朝起きれば眠った時と同じ布団の中なので、こればっかりは仕方ないのだけれど。その行動を気付く者は他に家にいない訳だし。

(でも、流石に駅前って…。あんなに遠くまで行けちゃうものなのかな?…眠っているのに?)

まるで他人事のように考える。


自宅から駅前までは普通に歩いても二十分は掛かる。

その距離を眠りながら歩いて行って、また自宅に戻ってくる。そんなことが果たして可能なのだろうか?


(うーん…。ないわー)

通常なら有り得ないだろう。そう、通常なら。

でも、自分の場合はその『通常』が通じない。それは今までの行動を目撃されていることで明確なのだから仕方ない。

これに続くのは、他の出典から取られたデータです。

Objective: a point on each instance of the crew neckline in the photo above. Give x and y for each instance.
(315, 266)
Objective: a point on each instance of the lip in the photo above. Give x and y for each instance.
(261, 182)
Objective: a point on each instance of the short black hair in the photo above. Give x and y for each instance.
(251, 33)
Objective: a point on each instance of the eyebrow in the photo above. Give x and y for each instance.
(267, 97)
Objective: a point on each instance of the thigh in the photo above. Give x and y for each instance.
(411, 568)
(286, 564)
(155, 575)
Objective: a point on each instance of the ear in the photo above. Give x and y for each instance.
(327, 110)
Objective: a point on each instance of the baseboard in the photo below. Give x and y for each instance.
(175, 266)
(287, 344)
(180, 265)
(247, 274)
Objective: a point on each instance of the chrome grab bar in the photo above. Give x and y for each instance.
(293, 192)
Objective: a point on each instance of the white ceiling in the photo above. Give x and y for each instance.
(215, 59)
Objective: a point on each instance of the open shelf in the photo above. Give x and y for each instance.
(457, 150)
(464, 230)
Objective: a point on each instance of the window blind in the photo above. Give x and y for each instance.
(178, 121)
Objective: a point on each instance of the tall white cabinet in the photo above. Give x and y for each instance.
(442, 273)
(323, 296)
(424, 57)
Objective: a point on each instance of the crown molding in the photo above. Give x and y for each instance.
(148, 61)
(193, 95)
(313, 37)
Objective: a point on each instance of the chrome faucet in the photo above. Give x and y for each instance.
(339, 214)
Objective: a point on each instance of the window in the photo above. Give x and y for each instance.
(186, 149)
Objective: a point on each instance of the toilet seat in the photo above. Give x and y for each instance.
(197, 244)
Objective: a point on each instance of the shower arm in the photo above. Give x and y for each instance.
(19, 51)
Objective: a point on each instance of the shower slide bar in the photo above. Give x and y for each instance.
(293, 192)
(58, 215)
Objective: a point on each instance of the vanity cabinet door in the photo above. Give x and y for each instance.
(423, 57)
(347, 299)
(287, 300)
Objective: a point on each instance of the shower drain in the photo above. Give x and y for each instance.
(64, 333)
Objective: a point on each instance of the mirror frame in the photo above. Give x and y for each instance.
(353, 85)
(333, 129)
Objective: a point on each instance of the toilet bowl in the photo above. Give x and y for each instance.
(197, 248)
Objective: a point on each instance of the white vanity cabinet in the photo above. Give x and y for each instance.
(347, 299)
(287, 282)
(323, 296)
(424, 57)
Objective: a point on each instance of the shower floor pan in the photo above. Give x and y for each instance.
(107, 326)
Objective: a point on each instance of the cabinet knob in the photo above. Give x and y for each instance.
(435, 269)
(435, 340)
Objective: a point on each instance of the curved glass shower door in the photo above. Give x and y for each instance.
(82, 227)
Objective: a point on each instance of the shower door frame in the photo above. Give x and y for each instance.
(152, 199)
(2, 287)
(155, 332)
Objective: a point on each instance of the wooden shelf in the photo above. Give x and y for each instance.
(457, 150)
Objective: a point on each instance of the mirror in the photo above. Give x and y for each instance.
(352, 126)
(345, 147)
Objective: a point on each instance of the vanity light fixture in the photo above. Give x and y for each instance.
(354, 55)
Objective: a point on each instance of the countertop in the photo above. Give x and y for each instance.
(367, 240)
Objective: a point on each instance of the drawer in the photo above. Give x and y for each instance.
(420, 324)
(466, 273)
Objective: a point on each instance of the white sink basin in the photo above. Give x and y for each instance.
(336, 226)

(でも、それなら今朝のこの疲れも夜な夜な歩き回ってて身体が休めてないってことなのかもなぁ)

そこだけ妙に納得出来てしまう。


(でも…。怖いな…)


考えれば考える程に、怖い。

制御がきかない自分の無意識下の行動。

もしかしたら、本当は自分でない『何か』に身体を乗っ取られているんじゃないか、とさえ思ってしまう。

何か自分とは違う、別の『意思』を持って動いているようで。

(逆に、それはそれで怖いんだけど…)

紅葉は自らの思考に小さく溜息を吐いた。


(でも、圭ちゃんが見た私に似た人っていうのは、多分…本当に私なんだろうな。…圭ちゃんが私を見間違うハズないもの)

それは確信だった。

友人と前を歩く圭の後ろ姿を遠く眺めながら思った。